Master exception Master is the core of the independent operation mode of Spark. If there is an exception in Master, the operation and resources of the whole cluster will not be managed, and the whole cluster will be "leaderless". Fortunately, Spark takes this situation into account at design time. When the cluster is running, Master will start one or more Standby Master, and when an exception occurs in Master, Standby Master will determine that one of them will take over Master according to certain rules. In stand-alone mode, Spark supports the following policies, which can be set in the configuration file spark-env.sh configuration item spark. Deploy, recovery Mode. The default is NONE.

ZOOKEEPER: the metadata of the cluster is persisted to ZooKeeper. When an exception occurs in Master, ZooKeeper will elect a new Master through the election mechanism. When the new Master takes over, you need to obtain persistence information from ZooKeeper and restore the cluster state based on this information. The specific structure is shown in figure 4-13.

FILESYSTEM: the metadata of the cluster is persisted to the local file system. When an exception occurs in Master, as long as Master is restarted on this machine, the new Master gets the persistence information and restores the cluster state based on this information.

CUSTOM: custom recovery method, which implements the StandaloneRecoveryModeFactory abstract class and configures it to the system.
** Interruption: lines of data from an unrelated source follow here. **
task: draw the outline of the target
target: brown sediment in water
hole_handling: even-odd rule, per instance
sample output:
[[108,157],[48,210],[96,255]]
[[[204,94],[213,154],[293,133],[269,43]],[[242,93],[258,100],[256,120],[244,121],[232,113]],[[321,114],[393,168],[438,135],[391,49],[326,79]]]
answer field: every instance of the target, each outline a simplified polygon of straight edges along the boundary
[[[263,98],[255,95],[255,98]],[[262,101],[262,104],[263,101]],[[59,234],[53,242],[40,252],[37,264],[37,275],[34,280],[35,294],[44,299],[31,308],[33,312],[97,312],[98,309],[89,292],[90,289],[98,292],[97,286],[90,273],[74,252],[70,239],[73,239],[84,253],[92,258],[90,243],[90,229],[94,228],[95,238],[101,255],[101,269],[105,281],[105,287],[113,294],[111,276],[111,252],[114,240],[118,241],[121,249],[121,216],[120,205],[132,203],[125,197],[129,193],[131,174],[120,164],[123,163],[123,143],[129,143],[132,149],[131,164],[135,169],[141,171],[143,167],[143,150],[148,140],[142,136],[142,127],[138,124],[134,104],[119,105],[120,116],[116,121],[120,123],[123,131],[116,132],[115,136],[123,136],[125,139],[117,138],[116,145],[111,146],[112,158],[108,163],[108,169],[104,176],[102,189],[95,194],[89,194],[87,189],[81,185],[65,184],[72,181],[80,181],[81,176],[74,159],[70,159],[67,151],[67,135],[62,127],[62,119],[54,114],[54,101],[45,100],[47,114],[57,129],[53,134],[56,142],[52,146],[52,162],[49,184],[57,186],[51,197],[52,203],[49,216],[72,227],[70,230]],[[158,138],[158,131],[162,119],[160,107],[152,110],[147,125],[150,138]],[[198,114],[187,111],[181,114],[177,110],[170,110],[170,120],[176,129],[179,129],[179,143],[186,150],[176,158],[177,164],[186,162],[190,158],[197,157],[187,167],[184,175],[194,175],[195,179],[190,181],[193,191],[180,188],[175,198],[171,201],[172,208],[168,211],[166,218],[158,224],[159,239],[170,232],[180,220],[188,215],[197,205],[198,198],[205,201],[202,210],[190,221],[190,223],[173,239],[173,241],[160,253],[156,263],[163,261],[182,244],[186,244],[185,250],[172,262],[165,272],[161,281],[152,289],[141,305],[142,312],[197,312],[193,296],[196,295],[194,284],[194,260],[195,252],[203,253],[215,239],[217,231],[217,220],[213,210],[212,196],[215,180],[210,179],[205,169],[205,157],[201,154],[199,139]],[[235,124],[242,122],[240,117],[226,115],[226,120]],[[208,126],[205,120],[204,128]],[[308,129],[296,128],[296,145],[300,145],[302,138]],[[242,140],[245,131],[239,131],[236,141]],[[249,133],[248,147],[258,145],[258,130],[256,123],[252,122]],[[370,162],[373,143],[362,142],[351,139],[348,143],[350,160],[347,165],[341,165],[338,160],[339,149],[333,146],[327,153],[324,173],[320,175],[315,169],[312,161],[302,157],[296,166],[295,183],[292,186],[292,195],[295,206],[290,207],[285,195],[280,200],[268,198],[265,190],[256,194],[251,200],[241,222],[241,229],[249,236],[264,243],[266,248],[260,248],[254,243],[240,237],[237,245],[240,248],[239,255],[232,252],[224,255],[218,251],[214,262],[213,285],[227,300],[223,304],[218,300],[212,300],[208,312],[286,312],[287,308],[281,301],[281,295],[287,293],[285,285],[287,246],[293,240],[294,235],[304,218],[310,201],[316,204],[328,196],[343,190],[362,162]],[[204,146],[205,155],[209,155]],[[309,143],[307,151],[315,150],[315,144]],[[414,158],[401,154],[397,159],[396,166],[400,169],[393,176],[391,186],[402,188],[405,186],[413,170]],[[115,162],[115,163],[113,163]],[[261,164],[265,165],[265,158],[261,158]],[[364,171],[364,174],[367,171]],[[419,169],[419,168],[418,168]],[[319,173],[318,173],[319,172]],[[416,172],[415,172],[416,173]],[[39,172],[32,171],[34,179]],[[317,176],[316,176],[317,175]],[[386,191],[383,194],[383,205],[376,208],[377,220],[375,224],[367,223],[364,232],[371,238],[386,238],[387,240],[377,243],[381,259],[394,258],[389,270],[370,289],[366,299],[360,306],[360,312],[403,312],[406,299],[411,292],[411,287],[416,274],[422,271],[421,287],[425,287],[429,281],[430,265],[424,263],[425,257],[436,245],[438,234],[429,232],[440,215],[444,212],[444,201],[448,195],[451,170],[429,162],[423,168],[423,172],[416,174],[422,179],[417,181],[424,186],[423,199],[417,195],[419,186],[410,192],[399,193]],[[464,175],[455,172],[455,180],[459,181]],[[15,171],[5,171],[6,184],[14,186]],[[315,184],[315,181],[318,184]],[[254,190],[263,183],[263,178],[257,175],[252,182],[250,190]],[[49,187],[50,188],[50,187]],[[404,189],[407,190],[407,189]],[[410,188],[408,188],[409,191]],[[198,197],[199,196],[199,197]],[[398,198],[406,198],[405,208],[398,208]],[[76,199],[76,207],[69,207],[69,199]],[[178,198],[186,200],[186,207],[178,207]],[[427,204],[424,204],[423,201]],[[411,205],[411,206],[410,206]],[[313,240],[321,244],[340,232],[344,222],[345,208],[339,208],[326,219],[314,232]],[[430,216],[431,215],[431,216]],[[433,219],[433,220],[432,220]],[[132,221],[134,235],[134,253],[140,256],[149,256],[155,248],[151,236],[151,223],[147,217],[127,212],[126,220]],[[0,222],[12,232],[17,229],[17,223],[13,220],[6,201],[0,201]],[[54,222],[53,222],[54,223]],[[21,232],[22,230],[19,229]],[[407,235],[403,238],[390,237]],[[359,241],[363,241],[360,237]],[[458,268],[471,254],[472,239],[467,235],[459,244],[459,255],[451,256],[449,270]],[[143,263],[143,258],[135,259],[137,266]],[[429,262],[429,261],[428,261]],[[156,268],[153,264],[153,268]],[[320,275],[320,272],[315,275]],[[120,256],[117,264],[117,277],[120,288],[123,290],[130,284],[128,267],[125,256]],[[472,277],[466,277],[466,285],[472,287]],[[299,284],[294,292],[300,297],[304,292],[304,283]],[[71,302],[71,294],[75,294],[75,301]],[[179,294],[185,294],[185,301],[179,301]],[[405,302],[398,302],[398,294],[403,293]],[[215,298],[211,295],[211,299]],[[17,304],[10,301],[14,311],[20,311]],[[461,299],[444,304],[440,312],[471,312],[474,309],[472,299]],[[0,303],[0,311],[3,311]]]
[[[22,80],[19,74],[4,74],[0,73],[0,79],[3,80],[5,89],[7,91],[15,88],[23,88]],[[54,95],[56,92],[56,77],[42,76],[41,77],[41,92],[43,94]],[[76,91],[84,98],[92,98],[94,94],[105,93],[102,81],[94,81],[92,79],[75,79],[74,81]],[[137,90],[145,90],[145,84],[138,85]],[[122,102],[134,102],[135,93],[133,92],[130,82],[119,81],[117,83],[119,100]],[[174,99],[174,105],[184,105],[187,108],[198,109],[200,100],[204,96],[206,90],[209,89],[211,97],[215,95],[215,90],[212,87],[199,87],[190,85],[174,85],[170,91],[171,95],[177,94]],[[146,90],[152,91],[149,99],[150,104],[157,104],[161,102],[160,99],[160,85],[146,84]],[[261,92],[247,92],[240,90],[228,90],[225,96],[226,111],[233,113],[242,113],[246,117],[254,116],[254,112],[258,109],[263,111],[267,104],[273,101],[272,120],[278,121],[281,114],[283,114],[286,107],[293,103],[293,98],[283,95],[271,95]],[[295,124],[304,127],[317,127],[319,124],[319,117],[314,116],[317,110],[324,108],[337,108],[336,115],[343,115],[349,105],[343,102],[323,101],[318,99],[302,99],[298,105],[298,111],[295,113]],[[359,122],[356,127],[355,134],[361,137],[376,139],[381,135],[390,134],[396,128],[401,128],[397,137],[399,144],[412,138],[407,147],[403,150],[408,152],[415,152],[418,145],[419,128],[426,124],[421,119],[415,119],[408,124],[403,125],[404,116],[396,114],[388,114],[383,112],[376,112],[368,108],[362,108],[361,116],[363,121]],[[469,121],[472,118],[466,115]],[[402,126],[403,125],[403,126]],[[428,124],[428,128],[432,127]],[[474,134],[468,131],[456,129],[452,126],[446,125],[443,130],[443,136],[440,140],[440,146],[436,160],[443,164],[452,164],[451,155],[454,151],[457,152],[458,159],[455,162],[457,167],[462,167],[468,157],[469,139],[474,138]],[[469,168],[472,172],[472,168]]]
When an exception occurs in Master, the cluster state will be restored in a user-defined way.

NONE: the metadata of the cluster is not persisted. When an exception occurs in Master, the newly launched Master does not restore the cluster state, but takes over the cluster directly.

This is the answer to the question on how to fully parse the Failover mechanism of Spark. I hope the above content can be of some help to you. If you still have a lot of doubts to be solved, you can follow the industry information channel to learn more about it.

Welcome to subscribe "Shulou Technology Information " to get latest news, interesting things and hot topics in the IT industry, and controls the hottest and latest Internet news, technology news and IT industry trends.

*The comments in the above article only represent the author's personal views and do not represent the views and positions of this website. If you have more insights, please feel free to contribute and share.